Realitanyanews, KALSEL – Sebanyak puluhan korban mafia tanah dari Banjarmasin menyeruduk Pengadilan Tinggi Banjarmasin di Jalan Bina Praja, Kompleks Pemerintahan Provinsi (Pemprov) Kalimantan Selatan (Kaslel), Kota Banjarbaru, Selasa (15/10).
Puluhan massa tersebut mempertanyakan keputusan hakim yang membebaskan Hasbiansari dalam dugaan pemalsuan surat tanah.
Sojuangon yang memimpin aksi itu menceritakan bahwa dirinya bersama keluarganya menjadi korban mafia tanah sejak 2006.
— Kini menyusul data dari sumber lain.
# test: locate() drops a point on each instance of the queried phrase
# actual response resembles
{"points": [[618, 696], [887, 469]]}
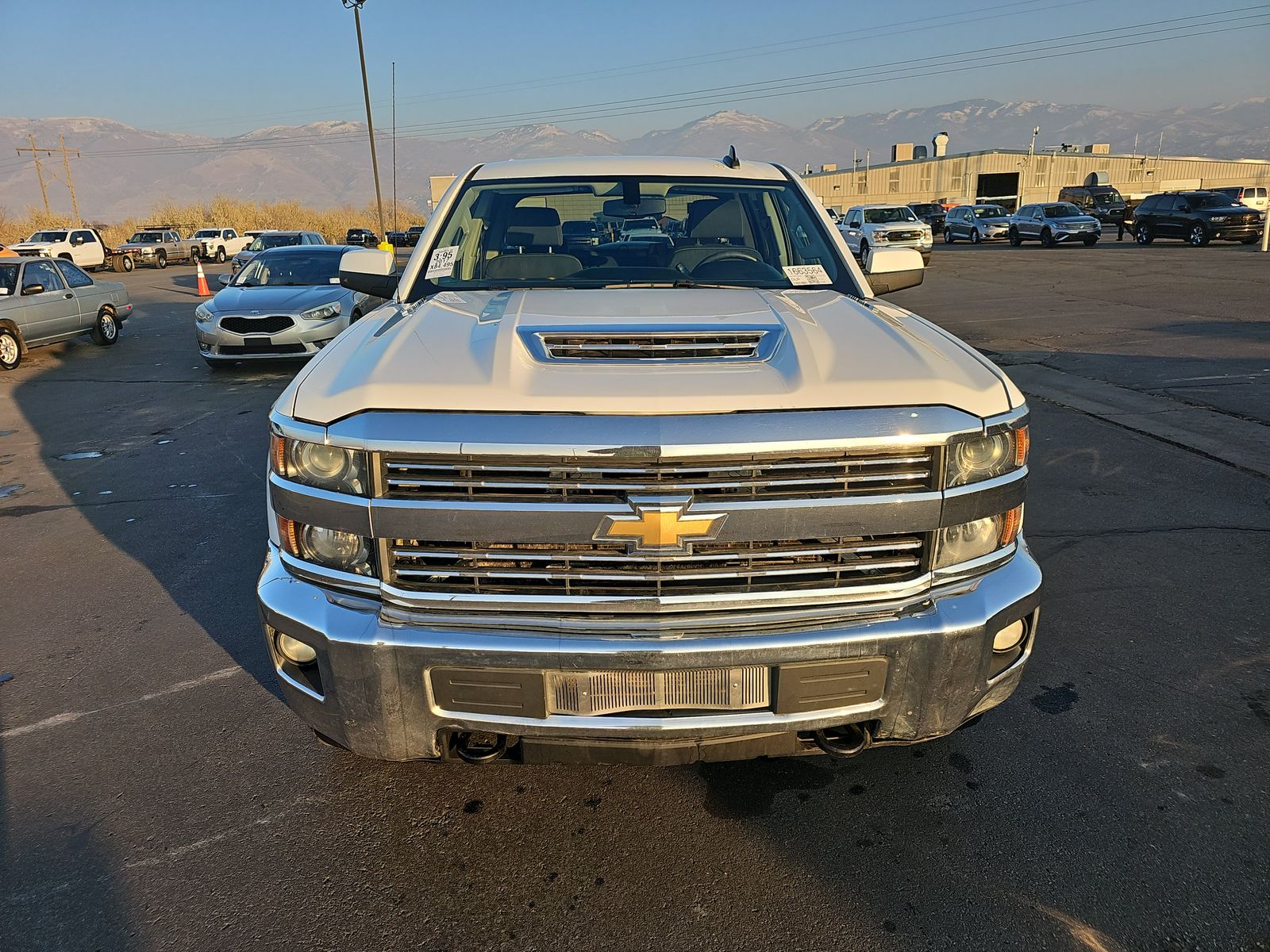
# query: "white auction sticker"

“Tahun 2006 lalu sampai dengan sekarang tanah itu tidak bisa dimanfaatkan. Tempat usaha dihancurkan, kolam pemancingan, jualan tanaman hias dan rumah makan,” ucap Sojuangon kepada awak media.
Demi mendapatkan keadilan, Erni Saragih, istri dari Sojuangon juga telah melaporkan dugaan pemalsuan surat yang dilakukan kelompok mafia kepada Kepolisian Republik Indonesia (Polri).
Berdasarkan hasil pemeriksaan kepolisian dan melakukan pemeriksaan laboratorik kriminalistik, mendapatkan tanda tangan palsu atau karangan (Spurious Signature).
Dengan akta Nomor 97 tanggal 31 Januari 2018 yang merupakan pelepasan hak dan kuasa dari Husaini kepada Hasbiansari yang dibuat di Notaris Achmad Adjie Suseno juga berisikan keterangan yang tidak benar/ palsu.
“Dari hasil penyelidikan kemarin ada tiga tersangka yang ditetapkan yakni Husaini, Achmad Adji Suseno dan Hasbiansari,” katanya.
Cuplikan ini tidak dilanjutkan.